Identificação no varejo

A distribuição da carne é composta por hipermercados, supermercados, as casas de carne, boutiques e açougues. Esses canais apresentam diferentes níveis tecnológicos e de profissionalização, realizando as funções tradicionais da distribuição: levar os produtos, os serviços agregados e as comunicações (propagandas e promoções) ao consumidor final, além de retornar aos frigoríficos as informações do mercado.

Existe uma tendência de fortalecimento dos hiper e supermercados na comercialização de carne para o consumidor final. No entanto, os atacadistas ainda têm uma função importante no abastecimento dos supermercados, casas de carne e açougues.

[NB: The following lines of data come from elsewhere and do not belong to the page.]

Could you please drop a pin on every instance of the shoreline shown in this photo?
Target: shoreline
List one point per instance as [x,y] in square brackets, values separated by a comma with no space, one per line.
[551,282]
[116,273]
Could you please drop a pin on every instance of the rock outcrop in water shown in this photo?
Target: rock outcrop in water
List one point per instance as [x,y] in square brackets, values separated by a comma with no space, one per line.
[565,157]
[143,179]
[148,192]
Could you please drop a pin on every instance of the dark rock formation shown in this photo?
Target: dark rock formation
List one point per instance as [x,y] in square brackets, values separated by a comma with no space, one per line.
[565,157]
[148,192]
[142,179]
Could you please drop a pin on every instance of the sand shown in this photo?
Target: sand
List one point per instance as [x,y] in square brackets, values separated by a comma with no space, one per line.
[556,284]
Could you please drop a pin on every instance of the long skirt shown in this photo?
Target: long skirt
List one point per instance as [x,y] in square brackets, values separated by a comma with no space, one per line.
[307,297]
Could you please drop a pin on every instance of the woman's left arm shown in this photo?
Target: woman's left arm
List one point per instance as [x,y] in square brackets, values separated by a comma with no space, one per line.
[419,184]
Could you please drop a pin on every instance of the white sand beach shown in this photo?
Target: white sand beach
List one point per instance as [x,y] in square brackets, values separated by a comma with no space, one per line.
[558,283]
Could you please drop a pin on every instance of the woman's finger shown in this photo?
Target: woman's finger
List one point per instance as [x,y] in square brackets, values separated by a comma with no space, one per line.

Grandes transformações no uso de embalagens e marcas têm ocorrido na distribuição, levando à adoção de estratégias adequadas, incluindo o ajuste de sistemas de rastreabilidade, o desenvolvimento de marcas, a elaboração de etiquetas/rotulagem e a comunicação integrada de marketing. Essas medidas vêm requerendo uma coordenação maior entre os agentes da cadeia, compartilhando esforços por todos os integrantes da cadeia da carne.

As informações conhecidas pelo varejo devem ser em breve, repassadas para o consumidor, pois algumas empresas já estão se programando para esse tipo de comunicação. Essa situação vem acarretando algumas mudanças em relação ao treinamento de pessoal e adoção de tecnologias. Na distribuição da carne bovina, a utilização da Tecnologia de Informação resume-se ao uso ainda parcial do código de barras, normalmente a partir do próprio varejo, sem contar muitas vezes com as informações específicas do frigorífico e da produção no campo.

A necessidade de investimentos no processo de rastreabilidade, por parte do varejo, vai depender do amadurecimento do sistema. Apesar de todo esse empenho em oferecer produtos que sejam adequados às necessidades dos consumidores, o papel do varejo em um primeiro momento, segundo definição própria, não é o de coordenação da cadeia, e sim, o de oferecer um maior valor agregado ao cliente.

Considerações finais

Existem vários pontos conflitantes no processo de rastreabilidade. Essa situação foi percebida durante o transcorrer da pesquisa, evidenciando que a falta de informações foi um dos principais motivos dos desencontros de opiniões acerca da implantação do processo de rastreabilidade. A falta de informações está sendo gradativamente resolvida, devido ao amadurecimento natural do processo de rastreabilidade, aliado ao trabalho de técnicos ligados ao setor.

Um procedimento importante a ser adotado pelas indústrias consiste no repasse, aos produtores, das informações mercadológicas recebidas do varejo, para que estes possam adotar práticas adequadas às demandas dos consumidores. No segmento varejista, foi possível observar um grande interesse pela implantação do processo de rastreabilidade. O principal motivo para isso está relacionado ao crescente interesse das grandes redes na diferenciação dos produtos, principalmente aqueles que geram aumento do fluxo de clientes nas lojas, como os perecíveis, por exemplo.

A atividade pecuária necessita de um novo posicionamento em todos os segmentos da cadeia, visando adequar-se às novas demandas do mercado consumidor, cada vez mais exigente e segmentado. A rastreabilidade representa um valioso recurso, pelo qual os segmentos da cadeia produtiva podem estabelecer uma comunicação clara com o mercado, já que a transmissão das informações do setor produtivo representa a segurança dos consumidores na outra ponta da cadeia.

* Artigo originado de pesquisa conduzida pelo Grupo de Estudos e Pesquisas Agroindustriais – GEPAI - DEP/UFSCar, financiado pela FINEP (Projeto Recope) em 2003.